The same math argues that ZTS could also be overvalued. Analysts expect EPS of about $3.88 in 2020 and the growth rate of future earnings is expected to average about 14.6%. The PEG ratio points to a price target of about $57.
However, the stock is trading at new all time highs and the chart is bullish. That could make ZTS attractive to short term traders as a potential momentum trade.
This is likely to be a long term investment theme since pets are likely to remain important to families. And, of course, it’s not just cats.
Barron’s continued, “Cats offer a big opportunity for new products and sales. John Kreger, an analyst at William Blair, estimates that dogs account for 75% of all veterinary visits.”
The AMVA estimates there are nearly 70 million in American households.
But, dogs in some ways, are easier for owners to care for, as Barron’s noted.
Because it’s harder to get cats to swallow pills, “injectables in cats is the holy grail,” says Kristin Peck, head of U.S. operations at Zoetis. Pet owners “would find a way to bring their cat in if they thought it would be something that would truly make a difference in their cat’s life.”
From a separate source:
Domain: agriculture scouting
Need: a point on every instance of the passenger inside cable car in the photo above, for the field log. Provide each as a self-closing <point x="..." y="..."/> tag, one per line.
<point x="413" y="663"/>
Injectable drugs aren’t the only solution for cats, and there is plenty of research and development focused on the species.
Kindred Biosciences (Nasdaq: KIN), an animal-health biotechnology company, has one product on the market, Mirataz, whose sales totaled about $2 million last year following its launch in July of 2018. It treats cats with unintended weight loss, and it’s applied topically to the cat’s inner ear.
Levine, the veterinarian, says he would like to see more medicines for cats that can be applied to the skin or injected.
One is Convenia, an anti-infective launched by Zoetis in 2006 that treats common bacterial skin infections in dogs and cats. It’s injected, and it lasts for up to two weeks.
For the industry, developing more feline drugs would be the “cat’s meow.”
KIN could be testing support and could be attractive to technical traders. But there is risk. The company reported just $2 million in sales last year and is expected to report losses for at least the next few years.
While the fundamentals are bearish on the industry, for now, this is a long term trend and could be worth placing on a watch list of potential buys since the stocks could be more attractive in the next market downturn.